Malgré les tentatives de rapprochement d'Erdogan avec Poutine, la Turquie et la Russie s'opposent sur certaines questions. Les deux pays défendent des acteurs différents en Syrie et en Libye. Dans le premier cas, Poutine est un allié clé de Bachar el-Assad, tandis que le gouvernement et l'armée turcs soutiennent les milices rebelles dans le nord. Par ailleurs, en Libye, la Russie soutient le maréchal Khalifa Hafar, qui est en désaccord avec le gouvernement d'entente nationale (GNA) soutenu par la Turquie. Dans la région du Caucase aussi, les positions diffèrent. Lors de la dernière guerre entre les Arméniens et les Azéris dans le Haut-Karabakh, la Turquie a soutenu l'Azerbaïdjan, un allié historique d'Ankara. On a même accusé le gouvernement turc d'avoir transféré des mercenaires dans la région pour combattre du côté azéri. En réponse à ces rumeurs, la Russie a contacté la Turquie et l'a invitée à faire preuve d'une "retenue maximale". Par la suite, une fois l'escalade de la guerre terminée, Moscou a aidé Erevan à réformer son armée.
Les États-Unis ne sont pas le seul pays de l'OTAN qui a actuellement de forts différends avec la Turquie. Ces dernières années, le président français Emmanuel Macron a également pris ses distances avec Erdogan. L'une des principales raisons de ce désaccord entre Ankara et Paris est la Libye. La France, bien que déclarant sa neutralité, soutient Haftar. Dans ce contexte, un incident majeur a eu lieu qui a marqué un tournant dans les relations turco-françaises. L'été dernier, la France a accusé un navire de guerre turc d'avoir harcelé l'un de ses navires au large des côtes libyennes, mais Ankara a démenti cette accusation. Sur la question libyenne, Macron a qualifié la politique de la Turquie en Libye de "criminelle".

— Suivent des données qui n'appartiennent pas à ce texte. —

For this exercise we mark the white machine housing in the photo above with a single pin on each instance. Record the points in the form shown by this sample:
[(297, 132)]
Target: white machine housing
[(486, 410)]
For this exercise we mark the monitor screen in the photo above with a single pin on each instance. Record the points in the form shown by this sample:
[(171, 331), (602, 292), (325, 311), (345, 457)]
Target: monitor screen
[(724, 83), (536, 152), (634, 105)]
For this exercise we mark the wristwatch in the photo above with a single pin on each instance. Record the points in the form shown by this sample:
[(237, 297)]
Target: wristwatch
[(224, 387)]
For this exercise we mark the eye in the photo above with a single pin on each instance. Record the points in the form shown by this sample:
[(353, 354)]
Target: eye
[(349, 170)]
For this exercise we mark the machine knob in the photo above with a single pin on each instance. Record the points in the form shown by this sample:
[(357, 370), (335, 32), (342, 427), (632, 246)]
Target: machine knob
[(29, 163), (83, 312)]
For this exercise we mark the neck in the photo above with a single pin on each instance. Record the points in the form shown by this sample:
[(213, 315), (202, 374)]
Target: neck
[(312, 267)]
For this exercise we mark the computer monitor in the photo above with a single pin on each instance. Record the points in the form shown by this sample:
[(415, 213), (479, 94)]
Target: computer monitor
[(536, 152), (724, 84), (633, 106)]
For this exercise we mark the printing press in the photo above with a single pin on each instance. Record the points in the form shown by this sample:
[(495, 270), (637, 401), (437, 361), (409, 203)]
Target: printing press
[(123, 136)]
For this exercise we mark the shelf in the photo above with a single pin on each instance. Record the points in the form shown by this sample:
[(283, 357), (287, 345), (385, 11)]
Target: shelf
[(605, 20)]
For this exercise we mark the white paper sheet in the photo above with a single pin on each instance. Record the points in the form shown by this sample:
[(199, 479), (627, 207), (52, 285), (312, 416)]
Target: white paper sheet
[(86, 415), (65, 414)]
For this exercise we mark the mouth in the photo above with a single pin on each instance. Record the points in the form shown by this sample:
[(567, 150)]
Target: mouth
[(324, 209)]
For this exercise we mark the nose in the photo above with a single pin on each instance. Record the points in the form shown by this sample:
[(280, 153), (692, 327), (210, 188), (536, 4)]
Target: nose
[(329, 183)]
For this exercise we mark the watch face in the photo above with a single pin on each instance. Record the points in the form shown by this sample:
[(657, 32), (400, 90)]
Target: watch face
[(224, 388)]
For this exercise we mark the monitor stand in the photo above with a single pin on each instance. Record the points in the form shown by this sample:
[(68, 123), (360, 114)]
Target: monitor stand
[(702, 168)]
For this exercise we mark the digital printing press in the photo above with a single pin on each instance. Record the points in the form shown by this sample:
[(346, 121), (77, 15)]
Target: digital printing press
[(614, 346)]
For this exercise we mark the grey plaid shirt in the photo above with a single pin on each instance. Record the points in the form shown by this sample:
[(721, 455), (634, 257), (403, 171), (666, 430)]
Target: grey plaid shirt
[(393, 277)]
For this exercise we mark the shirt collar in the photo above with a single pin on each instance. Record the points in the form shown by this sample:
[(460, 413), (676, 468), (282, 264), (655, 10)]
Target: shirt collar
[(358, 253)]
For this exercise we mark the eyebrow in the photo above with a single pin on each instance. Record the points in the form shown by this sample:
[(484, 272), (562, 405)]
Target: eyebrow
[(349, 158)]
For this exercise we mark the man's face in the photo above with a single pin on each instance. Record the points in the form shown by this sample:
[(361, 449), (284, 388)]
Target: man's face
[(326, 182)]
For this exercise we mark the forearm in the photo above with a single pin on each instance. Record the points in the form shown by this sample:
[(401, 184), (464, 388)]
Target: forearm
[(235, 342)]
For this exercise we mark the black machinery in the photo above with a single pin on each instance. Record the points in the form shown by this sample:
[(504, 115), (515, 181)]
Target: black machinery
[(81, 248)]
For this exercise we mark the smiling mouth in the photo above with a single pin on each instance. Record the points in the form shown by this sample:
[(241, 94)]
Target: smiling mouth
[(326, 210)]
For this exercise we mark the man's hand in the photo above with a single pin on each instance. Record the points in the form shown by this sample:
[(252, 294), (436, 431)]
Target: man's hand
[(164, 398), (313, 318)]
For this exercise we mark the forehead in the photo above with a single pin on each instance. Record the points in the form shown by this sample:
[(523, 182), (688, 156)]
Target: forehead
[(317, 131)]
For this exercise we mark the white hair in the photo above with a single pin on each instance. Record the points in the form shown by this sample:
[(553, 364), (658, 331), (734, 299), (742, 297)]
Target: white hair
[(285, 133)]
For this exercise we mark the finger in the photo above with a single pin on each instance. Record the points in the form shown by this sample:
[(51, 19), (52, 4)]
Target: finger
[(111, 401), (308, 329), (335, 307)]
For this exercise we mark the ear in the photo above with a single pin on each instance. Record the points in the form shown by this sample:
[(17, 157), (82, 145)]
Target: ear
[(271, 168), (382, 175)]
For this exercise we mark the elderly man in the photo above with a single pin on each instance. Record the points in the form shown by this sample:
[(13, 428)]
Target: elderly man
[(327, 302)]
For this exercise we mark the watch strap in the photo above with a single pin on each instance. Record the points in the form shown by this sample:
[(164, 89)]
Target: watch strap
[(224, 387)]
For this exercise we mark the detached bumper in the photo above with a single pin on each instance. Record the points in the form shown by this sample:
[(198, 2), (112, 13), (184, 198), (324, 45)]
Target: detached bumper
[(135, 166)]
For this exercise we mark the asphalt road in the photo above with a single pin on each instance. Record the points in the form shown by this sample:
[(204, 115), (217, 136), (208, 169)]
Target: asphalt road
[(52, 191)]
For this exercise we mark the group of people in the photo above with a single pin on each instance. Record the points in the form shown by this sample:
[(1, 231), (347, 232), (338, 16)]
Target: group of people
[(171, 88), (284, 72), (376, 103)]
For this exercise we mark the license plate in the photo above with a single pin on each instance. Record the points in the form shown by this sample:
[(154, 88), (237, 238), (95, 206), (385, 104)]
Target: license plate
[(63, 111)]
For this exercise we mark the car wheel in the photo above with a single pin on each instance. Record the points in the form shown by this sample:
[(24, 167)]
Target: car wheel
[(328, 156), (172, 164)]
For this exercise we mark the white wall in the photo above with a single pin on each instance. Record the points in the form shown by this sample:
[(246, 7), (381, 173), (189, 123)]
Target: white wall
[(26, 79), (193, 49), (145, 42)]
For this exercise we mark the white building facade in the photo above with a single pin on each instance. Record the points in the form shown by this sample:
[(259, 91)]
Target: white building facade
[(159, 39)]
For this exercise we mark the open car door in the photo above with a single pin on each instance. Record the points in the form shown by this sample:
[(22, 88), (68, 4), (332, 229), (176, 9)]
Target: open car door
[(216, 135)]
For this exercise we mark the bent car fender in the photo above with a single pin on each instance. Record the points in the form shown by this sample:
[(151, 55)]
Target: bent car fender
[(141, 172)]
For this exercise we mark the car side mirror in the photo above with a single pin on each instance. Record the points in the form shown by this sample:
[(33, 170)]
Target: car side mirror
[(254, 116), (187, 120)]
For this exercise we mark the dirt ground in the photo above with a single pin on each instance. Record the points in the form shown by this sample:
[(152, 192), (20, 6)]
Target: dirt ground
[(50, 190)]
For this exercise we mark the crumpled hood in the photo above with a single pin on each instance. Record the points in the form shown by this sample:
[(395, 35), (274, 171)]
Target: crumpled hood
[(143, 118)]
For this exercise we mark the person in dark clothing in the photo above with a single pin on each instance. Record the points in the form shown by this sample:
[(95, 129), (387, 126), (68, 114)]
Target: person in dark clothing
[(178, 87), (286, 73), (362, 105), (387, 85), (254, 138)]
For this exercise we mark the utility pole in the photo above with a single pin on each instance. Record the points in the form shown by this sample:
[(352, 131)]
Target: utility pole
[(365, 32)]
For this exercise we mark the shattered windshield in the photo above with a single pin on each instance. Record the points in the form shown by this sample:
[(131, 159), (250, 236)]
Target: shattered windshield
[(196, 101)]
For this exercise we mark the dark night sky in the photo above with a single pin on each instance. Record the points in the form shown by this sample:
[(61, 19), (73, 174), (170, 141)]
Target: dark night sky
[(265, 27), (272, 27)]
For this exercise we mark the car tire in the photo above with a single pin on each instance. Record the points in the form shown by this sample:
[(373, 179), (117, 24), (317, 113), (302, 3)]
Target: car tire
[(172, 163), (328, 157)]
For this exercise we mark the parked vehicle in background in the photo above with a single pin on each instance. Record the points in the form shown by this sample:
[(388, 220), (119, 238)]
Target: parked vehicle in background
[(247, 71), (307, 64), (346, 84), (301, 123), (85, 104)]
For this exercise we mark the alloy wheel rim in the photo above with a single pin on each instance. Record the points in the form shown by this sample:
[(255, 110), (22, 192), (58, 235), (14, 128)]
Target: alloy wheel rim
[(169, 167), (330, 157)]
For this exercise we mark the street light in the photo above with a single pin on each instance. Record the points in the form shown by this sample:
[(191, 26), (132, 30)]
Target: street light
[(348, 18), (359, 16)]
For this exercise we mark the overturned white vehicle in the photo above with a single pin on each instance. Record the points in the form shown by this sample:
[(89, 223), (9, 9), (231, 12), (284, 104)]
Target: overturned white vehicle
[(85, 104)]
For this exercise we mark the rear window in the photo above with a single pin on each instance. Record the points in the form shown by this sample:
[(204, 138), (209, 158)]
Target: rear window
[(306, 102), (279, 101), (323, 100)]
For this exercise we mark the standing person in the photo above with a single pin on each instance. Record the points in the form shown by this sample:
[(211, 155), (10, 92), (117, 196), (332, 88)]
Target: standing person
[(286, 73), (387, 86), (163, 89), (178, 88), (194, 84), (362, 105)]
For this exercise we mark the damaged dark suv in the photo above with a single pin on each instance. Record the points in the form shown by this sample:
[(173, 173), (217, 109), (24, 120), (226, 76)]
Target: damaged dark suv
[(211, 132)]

Puis, en octobre 2020, le meurtre d'un enseignant français pour avoir montré une caricature de Mahomet a incité Macron à réaffirmer ses efforts pour lutter contre le fondamentalisme islamique, ce qui a suscité la colère de nombreux pays à majorité musulmane, dont la Turquie. Ankara a accusé Macron de "fomenter l'islamophobie" et a mené le boycott de la France. Erdogan a également affirmé que son homologue français avait besoin d'un "traitement mental". La religion mise à part, une autre question qui a aggravé la crise actuelle entre la Turquie et la France est le conflit dans la mer Égée. Paris s'est positionné comme l'allié clé d'Athènes face à Ankara. "Nous devons clarifier la place de la Turquie dans l'OTAN", a déclaré Macron l'été dernier lors d'une nouvelle escalade de la tension dans les eaux méditerranéennes. Le dernier accord militaire signé entre la France et la Grèce n'a pas non plus été bien accueilli par la Turquie, qui y a vu une "alliance militaire contre Ankara" et un "préjudice pour l'OTAN".
Le bras de fer entre Ankara et Paris s'est poursuivi. Récemment, Macron a mis en garde contre une éventuelle ingérence turque dans les prochaines élections françaises de 2022. L'Elysée a également annoncé que lors des dernières élections, "il y avait des pressions de la part d'associations" liées à la Turquie, comme le rapporte EFE. Pour cette raison, les autorités françaises seront extrêmement vigilantes lors des élections du printemps.